HDT#

Like Linked Data Fragments, HDT is a transport and query format for linked data triples.

It is a compressed format that preserves headers to enable query and browsing without decompression.

Format#

Header: The Header holds metadata describing an HDT semantic dataset using plain RDF. It acts as an entry point for the consumer, who can have an initial idea of key properties of the content even before retrieving the whole dataset.

Dictionary: The Dictionary is a catalog comprising all the different terms used in the dataset, such as URIs, literals and blank nodes. A unique identifier (ID) is assigned to each term, enabling triples to be represented as tuples of three IDs, which reference their respective subject/predicate/object term from the dictionary. This is a first step toward compression, since it avoids long terms to be repeated again and again. Moreover, similar strings are now stored together inside the dictionary, fact that can be exploited to improve compression even more.

Triples: As stated before, the RDF triples can now be seen as tuples of three IDs. Therefore, the Triples section models the graph of relationships among the dataset terms. By understanding the typical properties of RDF graphs, we can come up with more efficient ways of representing this information, both to reduce the overall size, but also to provide efficient search/traversal operations.

—https://www.rdfhdt.org/technical-specification/

Header#

A header contains

At least one resource of type hdt:Dataset, which has
- Publication metadata - Where and when the dataset was published
- Statistical metadata - Number of triples, number of terms, etc.
- Format metadata - Encoding of dataset, which must have
  - hdt:dictionary
  - hdt:triples
- Additional metadata - uh idk anything?

Dictionary#

The dictionary replaces all terms in the dataset with short, unique IDs to make the dataset more compressible.
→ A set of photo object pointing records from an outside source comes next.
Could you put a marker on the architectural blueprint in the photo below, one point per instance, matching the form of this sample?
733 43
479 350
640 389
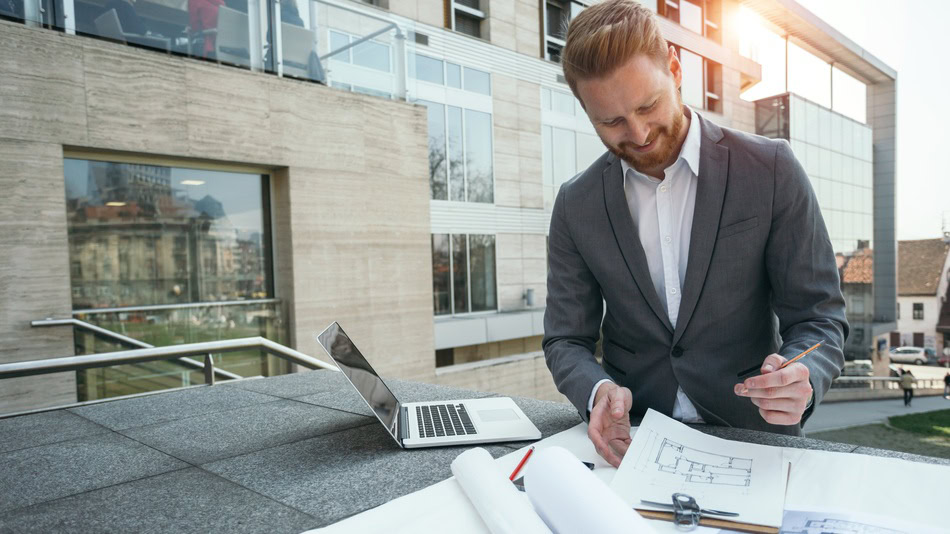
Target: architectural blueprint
667 457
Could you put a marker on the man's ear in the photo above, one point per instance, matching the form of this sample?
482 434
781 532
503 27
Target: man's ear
676 68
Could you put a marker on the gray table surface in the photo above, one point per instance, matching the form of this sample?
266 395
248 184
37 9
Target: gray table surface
281 454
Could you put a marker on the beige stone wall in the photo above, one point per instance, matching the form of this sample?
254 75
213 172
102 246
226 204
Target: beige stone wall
527 377
351 217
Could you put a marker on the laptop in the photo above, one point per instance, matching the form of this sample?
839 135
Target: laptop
427 424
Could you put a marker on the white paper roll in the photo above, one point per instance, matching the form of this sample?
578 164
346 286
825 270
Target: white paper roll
502 507
569 498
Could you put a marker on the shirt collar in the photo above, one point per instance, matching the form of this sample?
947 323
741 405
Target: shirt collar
689 152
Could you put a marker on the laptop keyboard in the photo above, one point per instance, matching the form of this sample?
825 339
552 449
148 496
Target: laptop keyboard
438 420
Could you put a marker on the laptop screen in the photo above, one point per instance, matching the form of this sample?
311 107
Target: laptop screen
361 374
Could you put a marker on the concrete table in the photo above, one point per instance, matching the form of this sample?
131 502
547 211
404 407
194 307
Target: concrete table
281 454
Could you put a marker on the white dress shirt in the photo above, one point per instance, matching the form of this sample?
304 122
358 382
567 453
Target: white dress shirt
663 213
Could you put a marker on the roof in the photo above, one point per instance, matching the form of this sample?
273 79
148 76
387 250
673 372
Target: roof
859 268
810 32
920 265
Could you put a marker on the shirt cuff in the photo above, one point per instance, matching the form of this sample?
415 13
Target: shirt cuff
590 401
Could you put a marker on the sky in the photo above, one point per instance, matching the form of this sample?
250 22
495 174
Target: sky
907 36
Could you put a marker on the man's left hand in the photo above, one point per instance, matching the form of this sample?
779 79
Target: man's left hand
782 395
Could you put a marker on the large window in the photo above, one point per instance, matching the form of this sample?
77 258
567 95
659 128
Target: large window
568 141
463 273
466 16
147 234
701 16
460 154
557 15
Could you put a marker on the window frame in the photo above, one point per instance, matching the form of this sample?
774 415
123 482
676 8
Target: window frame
549 38
454 7
468 276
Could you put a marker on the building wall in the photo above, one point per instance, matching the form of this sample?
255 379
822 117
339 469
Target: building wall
350 212
908 326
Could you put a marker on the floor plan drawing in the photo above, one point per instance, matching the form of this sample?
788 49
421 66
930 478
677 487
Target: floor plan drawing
796 522
703 467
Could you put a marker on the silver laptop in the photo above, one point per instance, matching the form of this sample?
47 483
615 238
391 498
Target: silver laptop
427 424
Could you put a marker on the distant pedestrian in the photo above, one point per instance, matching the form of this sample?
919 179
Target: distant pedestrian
907 384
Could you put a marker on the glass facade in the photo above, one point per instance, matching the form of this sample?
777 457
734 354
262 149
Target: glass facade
147 234
568 142
463 274
836 152
460 139
156 248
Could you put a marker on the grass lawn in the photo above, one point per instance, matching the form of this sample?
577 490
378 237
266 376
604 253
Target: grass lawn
924 433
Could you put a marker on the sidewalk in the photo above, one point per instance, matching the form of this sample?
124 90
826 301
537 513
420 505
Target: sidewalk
835 415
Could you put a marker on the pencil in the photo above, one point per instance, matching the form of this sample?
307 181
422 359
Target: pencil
521 463
796 358
802 355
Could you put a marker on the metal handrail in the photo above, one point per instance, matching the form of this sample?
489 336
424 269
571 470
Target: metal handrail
109 334
108 359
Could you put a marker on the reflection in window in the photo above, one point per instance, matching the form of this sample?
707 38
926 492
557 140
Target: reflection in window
370 54
557 15
146 234
701 16
460 154
438 181
441 288
478 155
463 273
467 17
482 252
460 274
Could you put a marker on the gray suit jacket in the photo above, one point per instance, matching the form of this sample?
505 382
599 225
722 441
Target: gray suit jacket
758 250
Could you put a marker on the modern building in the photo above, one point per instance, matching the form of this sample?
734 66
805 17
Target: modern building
174 174
924 267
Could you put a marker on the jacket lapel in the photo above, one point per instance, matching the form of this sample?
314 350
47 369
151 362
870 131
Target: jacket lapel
710 192
627 237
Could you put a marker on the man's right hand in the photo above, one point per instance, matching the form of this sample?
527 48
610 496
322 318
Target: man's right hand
609 427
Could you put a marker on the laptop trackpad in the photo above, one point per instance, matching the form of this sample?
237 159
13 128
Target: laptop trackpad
494 416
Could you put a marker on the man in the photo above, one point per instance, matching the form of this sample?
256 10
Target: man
697 238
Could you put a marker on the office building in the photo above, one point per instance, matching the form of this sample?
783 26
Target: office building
176 177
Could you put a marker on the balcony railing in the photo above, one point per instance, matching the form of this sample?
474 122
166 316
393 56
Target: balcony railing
334 42
172 325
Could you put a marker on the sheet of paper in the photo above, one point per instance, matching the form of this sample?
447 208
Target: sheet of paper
837 522
503 509
569 498
667 457
862 485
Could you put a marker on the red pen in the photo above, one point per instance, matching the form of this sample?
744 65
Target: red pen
521 463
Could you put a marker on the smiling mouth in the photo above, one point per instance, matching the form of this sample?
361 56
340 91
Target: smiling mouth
647 147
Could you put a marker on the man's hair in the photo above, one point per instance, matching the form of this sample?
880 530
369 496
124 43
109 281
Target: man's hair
607 35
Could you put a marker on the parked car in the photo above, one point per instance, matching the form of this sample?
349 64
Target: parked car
858 368
914 355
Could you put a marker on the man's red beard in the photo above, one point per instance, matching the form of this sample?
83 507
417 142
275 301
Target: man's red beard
666 143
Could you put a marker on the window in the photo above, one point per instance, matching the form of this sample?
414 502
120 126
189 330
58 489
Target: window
556 16
460 154
702 81
427 69
147 234
466 16
463 273
701 16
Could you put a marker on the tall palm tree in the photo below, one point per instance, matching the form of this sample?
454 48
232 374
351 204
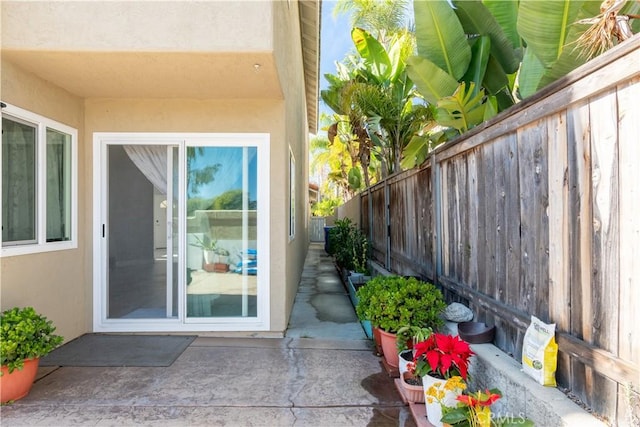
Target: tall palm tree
382 18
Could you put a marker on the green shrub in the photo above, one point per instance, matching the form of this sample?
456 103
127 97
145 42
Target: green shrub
25 334
349 246
392 302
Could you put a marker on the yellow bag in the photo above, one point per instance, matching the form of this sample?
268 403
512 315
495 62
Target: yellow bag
540 352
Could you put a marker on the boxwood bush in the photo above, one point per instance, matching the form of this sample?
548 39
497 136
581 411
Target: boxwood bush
391 302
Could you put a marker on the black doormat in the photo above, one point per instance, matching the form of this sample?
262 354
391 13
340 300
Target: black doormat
102 350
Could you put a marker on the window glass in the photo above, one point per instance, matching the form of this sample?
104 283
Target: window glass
19 207
58 186
39 183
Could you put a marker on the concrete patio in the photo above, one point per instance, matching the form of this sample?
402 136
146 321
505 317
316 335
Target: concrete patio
322 373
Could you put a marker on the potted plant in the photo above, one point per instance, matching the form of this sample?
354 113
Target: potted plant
406 338
25 337
472 409
438 359
208 246
221 264
360 257
392 302
410 385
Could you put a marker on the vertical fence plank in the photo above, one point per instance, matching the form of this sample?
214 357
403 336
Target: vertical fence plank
488 203
472 230
426 222
579 153
559 285
533 205
507 232
605 285
629 153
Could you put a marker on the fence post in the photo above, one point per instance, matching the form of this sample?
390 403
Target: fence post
436 203
387 217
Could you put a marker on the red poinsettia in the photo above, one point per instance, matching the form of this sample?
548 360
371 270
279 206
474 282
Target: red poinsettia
446 355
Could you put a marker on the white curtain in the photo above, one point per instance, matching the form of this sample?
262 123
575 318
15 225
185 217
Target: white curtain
152 162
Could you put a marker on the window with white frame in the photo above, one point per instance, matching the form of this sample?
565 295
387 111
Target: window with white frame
39 182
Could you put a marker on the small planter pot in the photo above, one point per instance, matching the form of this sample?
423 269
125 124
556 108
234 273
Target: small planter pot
413 389
389 348
366 326
404 358
377 339
16 385
434 410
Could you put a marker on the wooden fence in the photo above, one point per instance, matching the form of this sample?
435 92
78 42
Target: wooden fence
537 212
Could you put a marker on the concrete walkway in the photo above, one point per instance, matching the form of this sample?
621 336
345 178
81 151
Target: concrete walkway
323 373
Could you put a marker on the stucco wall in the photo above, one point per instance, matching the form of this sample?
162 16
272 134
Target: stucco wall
288 57
125 26
56 284
216 116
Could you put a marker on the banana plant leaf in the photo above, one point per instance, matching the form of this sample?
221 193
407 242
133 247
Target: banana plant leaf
375 56
480 51
531 73
477 19
440 37
544 25
355 178
462 110
570 59
495 79
433 82
416 152
506 15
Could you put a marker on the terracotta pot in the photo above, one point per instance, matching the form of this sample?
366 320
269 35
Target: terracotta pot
413 393
16 385
389 348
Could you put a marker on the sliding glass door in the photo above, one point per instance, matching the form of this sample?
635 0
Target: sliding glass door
182 232
222 209
142 257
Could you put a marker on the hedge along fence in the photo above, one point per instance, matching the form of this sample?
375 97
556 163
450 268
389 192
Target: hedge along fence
537 212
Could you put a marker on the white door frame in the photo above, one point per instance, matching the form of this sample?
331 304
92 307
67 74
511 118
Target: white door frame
101 140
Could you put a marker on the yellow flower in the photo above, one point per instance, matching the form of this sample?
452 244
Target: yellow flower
455 383
483 415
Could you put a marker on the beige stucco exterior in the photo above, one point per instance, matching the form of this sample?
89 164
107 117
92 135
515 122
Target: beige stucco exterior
157 67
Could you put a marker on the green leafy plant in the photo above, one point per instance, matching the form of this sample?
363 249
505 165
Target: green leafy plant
473 409
25 334
391 302
222 251
206 243
410 335
360 250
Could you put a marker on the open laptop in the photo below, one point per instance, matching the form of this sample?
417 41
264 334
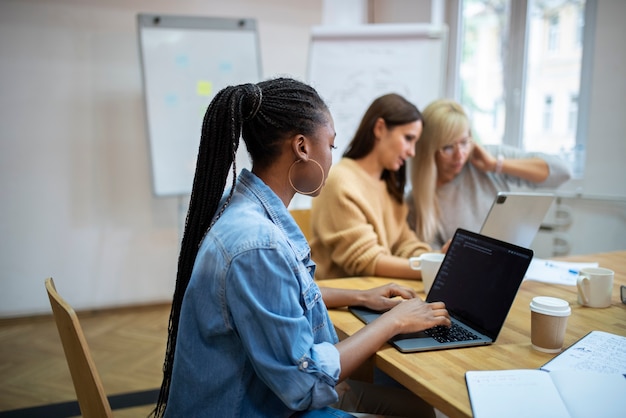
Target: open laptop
478 280
515 217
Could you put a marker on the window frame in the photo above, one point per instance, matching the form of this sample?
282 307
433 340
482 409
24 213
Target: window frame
516 61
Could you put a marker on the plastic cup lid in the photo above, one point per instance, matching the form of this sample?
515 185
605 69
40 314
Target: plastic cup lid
550 306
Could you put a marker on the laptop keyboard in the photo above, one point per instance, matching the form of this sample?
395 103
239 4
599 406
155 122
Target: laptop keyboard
454 333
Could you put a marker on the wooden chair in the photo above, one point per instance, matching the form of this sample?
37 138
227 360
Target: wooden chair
303 219
92 399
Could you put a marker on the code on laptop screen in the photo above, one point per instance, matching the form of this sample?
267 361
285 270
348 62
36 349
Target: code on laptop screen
479 278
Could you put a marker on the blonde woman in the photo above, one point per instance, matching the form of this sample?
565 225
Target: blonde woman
455 179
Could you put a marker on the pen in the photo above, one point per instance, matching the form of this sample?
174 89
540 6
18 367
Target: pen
571 271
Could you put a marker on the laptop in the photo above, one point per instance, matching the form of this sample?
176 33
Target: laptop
516 217
478 280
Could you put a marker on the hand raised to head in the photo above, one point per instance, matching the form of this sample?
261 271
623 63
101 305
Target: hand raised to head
482 159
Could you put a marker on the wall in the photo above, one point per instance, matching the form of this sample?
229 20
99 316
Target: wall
74 166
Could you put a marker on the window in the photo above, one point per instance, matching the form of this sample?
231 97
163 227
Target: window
553 32
547 114
520 73
573 113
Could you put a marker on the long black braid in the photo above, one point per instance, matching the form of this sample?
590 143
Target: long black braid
264 114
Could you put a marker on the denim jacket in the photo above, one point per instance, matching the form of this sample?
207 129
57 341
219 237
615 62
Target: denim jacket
254 338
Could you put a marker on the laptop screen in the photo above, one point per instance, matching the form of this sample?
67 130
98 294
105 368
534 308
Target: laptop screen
479 278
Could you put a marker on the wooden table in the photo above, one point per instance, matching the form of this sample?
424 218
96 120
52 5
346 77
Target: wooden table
439 376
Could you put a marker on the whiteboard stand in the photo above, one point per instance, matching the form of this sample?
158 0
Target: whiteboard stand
350 66
185 61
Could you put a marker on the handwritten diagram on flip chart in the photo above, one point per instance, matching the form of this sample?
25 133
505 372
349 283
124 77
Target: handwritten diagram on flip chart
185 62
351 66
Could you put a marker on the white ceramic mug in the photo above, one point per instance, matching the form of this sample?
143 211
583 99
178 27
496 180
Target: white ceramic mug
595 286
429 264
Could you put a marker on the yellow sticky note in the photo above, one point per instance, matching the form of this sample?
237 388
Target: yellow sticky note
204 88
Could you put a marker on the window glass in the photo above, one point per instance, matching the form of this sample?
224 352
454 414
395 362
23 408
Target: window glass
528 100
481 75
553 76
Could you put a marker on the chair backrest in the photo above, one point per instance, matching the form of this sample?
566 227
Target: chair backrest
303 219
87 384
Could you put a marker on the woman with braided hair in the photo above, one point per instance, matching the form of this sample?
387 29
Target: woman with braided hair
249 333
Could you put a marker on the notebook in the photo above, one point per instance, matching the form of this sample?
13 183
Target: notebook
515 217
478 280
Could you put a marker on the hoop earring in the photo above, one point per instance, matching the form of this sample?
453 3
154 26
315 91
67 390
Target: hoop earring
300 191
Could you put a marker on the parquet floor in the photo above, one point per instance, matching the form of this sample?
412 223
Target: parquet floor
127 346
Oddly, rather than being a simple lookup table, it splits the dictionary into four sections: a “shared” section that includes subjects and objects, and predicates are separated. Terms are lexicographically ordered and front coded to additionally aid compression.

Separating encoding information into a header dictionary is a straightforwardly good idea, and an argument for distributing linked data in ‘packetized’ forms rather than as a bunch of raw triples, as we do here.

Triples#

Triples are encoded as a tree, where each subject forms a root, with each predicate as children, and likewise for objects. Since the dictionary is ordered such that the subjects are the lowest IDs, it is possible to use an implicit representation of each subject (ie. subjects are not encoded). The predicate and object layers are each encoded with two parallel bit streams: Each predicate or object entry has one Sp entry for its dictionary ID, and one Bp “bitsequence” entry which is 1 if the entry is the first child of its parent and 0 otherwise.

Querying#

The dictionary being uncompressed allows for the dataset to be indexed at a vocabulary level - it is possible to eg. ‘find all datasets that use this set of terms,’ as well as slightly more refined queries like ‘find datasets that use this term as both subject and object.’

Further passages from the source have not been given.